Pero después de producido el daño y la muerte, cuando el propio mar es incapaz ya de seguir escondiendo esta tremenda infamia y amenaza con revelarla dejando al descubierto la auténtica pila humana de cadáveres que vela, es cuando por público y escandaloso que ha tornado el caso, las autoridades nacionales y europeas toman los hábitos de luto, se sitúan en primera fila del duelo y anuncian funerales y sepulturas que den un digno reposo a los difuntos.

Sin embargo, me pregunto, ¿acaso no hubiera sido más digno haber actuado con previsión habida cuenta del conocimiento preexistente del problema?
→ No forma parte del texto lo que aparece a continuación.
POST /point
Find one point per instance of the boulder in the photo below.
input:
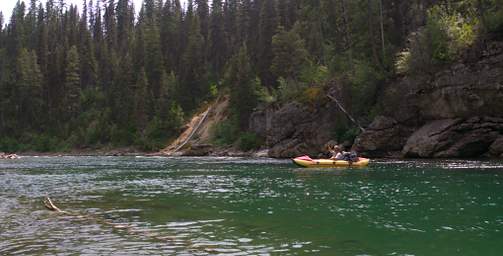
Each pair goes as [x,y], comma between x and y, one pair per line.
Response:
[384,137]
[496,148]
[454,138]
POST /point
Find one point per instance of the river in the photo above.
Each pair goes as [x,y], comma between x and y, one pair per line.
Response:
[242,206]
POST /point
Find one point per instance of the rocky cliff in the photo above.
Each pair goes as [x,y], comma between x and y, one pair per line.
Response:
[294,129]
[456,112]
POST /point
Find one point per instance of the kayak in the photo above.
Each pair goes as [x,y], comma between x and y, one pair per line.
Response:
[306,161]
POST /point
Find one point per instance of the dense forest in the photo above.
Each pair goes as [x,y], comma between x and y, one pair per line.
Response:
[106,76]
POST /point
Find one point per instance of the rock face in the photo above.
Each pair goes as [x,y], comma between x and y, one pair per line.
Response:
[453,113]
[454,138]
[294,129]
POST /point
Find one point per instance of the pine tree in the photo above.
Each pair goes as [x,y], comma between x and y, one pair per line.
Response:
[241,81]
[289,54]
[203,14]
[72,83]
[217,43]
[267,29]
[28,88]
[194,84]
[140,89]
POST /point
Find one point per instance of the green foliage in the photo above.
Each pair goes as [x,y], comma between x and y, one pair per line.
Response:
[446,34]
[243,92]
[289,54]
[248,141]
[494,18]
[110,78]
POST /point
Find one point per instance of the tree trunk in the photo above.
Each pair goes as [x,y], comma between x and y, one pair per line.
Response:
[382,32]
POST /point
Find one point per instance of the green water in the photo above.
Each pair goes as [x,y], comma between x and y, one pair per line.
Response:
[239,206]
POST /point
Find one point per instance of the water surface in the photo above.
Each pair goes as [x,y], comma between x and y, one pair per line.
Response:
[240,206]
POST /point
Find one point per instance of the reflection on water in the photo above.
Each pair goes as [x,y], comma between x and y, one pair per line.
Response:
[240,206]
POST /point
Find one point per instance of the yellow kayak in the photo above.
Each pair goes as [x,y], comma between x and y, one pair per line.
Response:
[306,161]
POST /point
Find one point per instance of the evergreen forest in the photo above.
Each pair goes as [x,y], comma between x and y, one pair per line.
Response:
[111,74]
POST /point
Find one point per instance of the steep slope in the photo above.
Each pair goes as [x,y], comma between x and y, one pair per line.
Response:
[195,140]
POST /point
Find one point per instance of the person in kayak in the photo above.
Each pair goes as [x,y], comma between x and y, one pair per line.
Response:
[338,154]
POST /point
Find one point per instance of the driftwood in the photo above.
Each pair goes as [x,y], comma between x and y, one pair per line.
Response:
[345,112]
[48,203]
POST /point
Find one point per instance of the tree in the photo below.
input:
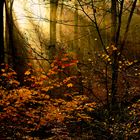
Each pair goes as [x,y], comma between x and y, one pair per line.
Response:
[1,31]
[118,38]
[53,20]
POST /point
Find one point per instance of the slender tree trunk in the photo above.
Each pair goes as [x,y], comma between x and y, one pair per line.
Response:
[114,54]
[1,32]
[53,20]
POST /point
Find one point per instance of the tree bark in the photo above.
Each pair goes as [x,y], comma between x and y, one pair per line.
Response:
[1,32]
[53,20]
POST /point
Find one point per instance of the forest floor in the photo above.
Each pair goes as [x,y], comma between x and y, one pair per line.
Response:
[32,112]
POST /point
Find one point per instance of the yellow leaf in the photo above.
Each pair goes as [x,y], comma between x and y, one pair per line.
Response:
[27,72]
[70,85]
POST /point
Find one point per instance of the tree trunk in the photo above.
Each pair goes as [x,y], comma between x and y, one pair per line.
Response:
[114,54]
[53,20]
[1,32]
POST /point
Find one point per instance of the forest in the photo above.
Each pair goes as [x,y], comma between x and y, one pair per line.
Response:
[69,69]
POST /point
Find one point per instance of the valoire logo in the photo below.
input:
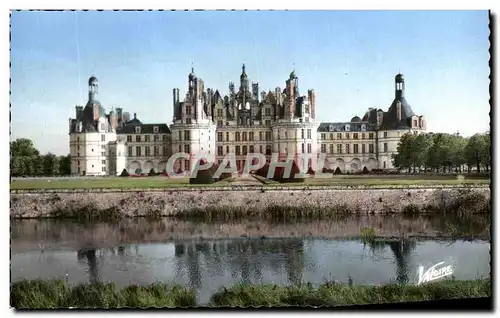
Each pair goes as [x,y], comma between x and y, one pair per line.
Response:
[433,273]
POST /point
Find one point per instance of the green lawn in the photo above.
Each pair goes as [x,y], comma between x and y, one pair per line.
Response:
[107,183]
[164,182]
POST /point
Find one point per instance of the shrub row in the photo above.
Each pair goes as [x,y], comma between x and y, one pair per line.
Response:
[40,294]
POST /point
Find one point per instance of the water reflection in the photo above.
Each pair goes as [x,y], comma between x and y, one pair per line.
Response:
[208,265]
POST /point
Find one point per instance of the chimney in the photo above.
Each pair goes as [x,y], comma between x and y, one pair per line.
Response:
[291,97]
[96,112]
[126,117]
[312,101]
[78,111]
[398,111]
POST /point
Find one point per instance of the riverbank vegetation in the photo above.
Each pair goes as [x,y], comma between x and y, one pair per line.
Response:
[162,182]
[40,294]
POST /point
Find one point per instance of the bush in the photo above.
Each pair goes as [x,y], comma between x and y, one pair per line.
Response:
[310,171]
[279,173]
[202,177]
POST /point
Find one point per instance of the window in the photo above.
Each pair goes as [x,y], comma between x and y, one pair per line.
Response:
[268,150]
[268,136]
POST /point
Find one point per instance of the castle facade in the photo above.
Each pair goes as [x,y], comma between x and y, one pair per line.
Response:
[244,121]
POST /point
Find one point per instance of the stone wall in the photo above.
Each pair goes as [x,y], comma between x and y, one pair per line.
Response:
[168,202]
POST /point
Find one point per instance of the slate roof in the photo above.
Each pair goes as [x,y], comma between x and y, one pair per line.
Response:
[145,129]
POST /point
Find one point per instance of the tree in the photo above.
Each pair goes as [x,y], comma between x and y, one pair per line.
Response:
[23,147]
[65,165]
[474,150]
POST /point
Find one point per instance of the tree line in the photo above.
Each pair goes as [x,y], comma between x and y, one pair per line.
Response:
[26,161]
[440,152]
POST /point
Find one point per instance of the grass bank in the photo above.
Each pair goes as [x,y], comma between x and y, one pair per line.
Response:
[160,182]
[57,294]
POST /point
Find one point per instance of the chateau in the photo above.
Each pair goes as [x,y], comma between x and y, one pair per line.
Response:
[243,121]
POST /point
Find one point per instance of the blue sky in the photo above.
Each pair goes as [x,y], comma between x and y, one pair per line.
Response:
[139,57]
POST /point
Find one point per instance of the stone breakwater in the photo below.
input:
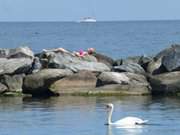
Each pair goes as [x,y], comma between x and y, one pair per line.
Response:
[55,72]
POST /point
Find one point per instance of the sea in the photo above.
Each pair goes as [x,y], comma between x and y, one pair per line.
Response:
[115,39]
[78,115]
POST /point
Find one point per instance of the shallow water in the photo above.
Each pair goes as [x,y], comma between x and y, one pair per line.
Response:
[87,115]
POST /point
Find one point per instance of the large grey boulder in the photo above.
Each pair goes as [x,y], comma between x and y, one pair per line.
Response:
[3,88]
[81,81]
[65,60]
[16,61]
[104,59]
[166,83]
[15,65]
[13,83]
[124,83]
[166,61]
[20,52]
[129,67]
[38,83]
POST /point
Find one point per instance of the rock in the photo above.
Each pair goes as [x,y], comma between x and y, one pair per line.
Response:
[131,67]
[112,78]
[89,58]
[118,62]
[81,81]
[15,65]
[3,88]
[171,60]
[14,83]
[36,65]
[167,60]
[156,67]
[104,59]
[64,60]
[129,60]
[144,61]
[124,83]
[21,52]
[38,84]
[140,60]
[167,83]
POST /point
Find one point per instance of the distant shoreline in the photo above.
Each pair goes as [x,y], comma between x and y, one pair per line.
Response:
[98,21]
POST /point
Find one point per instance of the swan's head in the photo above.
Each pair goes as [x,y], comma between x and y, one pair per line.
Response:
[109,106]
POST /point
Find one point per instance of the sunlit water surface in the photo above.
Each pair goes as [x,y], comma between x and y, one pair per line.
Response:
[87,115]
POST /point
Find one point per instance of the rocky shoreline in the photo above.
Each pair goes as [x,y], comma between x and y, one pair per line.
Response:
[58,72]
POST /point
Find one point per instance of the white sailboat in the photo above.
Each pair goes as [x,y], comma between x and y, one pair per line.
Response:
[88,19]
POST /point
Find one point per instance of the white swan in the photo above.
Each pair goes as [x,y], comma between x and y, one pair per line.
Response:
[127,121]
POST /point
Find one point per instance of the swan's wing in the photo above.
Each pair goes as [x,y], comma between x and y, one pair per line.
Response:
[130,121]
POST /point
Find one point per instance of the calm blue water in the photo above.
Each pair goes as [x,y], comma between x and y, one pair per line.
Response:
[87,115]
[116,39]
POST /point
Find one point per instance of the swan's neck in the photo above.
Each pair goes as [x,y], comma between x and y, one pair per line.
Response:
[110,116]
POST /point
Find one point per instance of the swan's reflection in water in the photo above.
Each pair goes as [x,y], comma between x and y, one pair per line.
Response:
[125,130]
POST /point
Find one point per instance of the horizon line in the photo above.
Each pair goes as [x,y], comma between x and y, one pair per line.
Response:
[139,20]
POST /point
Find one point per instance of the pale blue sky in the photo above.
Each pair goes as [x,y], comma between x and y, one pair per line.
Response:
[72,10]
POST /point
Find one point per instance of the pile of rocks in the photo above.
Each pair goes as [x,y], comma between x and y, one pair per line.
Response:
[59,72]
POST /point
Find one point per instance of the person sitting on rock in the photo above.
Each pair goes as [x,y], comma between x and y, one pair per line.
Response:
[80,53]
[91,50]
[57,50]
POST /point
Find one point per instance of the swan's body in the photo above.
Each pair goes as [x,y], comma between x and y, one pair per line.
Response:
[127,121]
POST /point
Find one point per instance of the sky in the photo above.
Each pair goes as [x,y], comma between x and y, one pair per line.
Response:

Podría evitarse o al menos minorar este drama si se hubiese tenido otra actitud por parte de Europa. En primer lugar por responsabilidad, evitando el efecto llamada que desde el populismo más bajo tuvo lugar en los años en que el viejo continente necesitaba, no de personas, sino de mano de obra barata y en régimen de precariedad, para seguir recebando a bajo coste el crecimiento económico que luego se demostró, lo era en ficción. Posteriormente, me resulta imposible creer, que con los medios actualmente al alcance de las fuerzas de seguridad tanto de la Unión, como de los distintos Estados, sea tan difícil controlar y vigilar ciento diez kilómetros de mar, cuando se sabe además que esa es la ruta que toman los inmigrantes para llegar a Europa. Finalmente, en un mundo globalizado, en que mercancías y capitales viajan sin restricción merced a tratados varios, resulta ruin que no se ponga el mismo celo y colaboración en el control de personas que arriesgan tanto como su propia vida.

Podrán ahora las autoridades mostrar cuanta indignación y dolor sean capaces de transmitir, pero las conciencias no quedarán limpias hasta tanto se crea que la persona está por encima de cualquier otro fin y se actúe en consecuencia. Un responsable control de la inmigración, una auténtica integración de esta población y una verdadera cooperación al desarrollo en sus países de origen.